The author critiques the Supreme Court of the Republic of Slovenia’s handling
of the revision decision, specifically in judgment and decision no. II Ips
54/2003 of 20 September 2023, which concerns a series of long-standing disputes
over foreign exchange credit agreements in Swiss francs. The criticism
centres on the court’s failure to establish a mechanism for harmonising jurisprudence.
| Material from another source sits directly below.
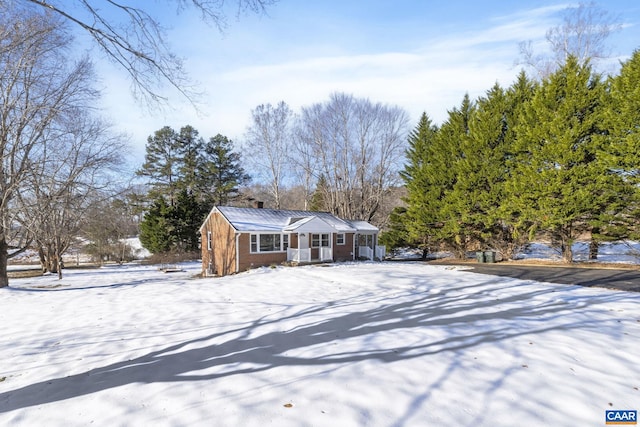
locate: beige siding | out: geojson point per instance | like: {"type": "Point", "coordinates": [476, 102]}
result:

Instead, it engages in continuous redefinitions of procedural and
material principles, standards, and the use of vague and unfounded terms. The
court should have provided clear and understandable answers to fundamental
questions in practice: whether, to what extent, and within which timeframe
the legal rules, principles, and standards set out in the directives and case law
of the Court of Justice of the EU are applied in Slovenian court disputes; and
which questions of contractual formulary law or general terms and conditions
of business must be addressed in court proceedings to determine whether a
bank has met its explanatory duty, etc. almost importantly, the Supreme Court
of the Republic of Slovenia must acknowledge that all credit agreements were
concluded in compliance with the then-valid Consumer Credit Act (ZPotK).
However, this court now opt not to apply this act, favouring instead their new
interpretation of the Consumer Protection Act (ZVPot), which did not exist at
the time the contracts were concluded. This suggests a retroactive application
of the law—a conclusion of contracts in full compliance with the ZPotK, which
is now effectively annulled retroactively by the Supreme Court of the Republic
of Slovenia. Notably, such retroactivity is also prohibited under EU law.
Key words: credit, Swiss francs, bank, explanatory duty, Supreme Court of the
Republic of Slovenia, retroactivity.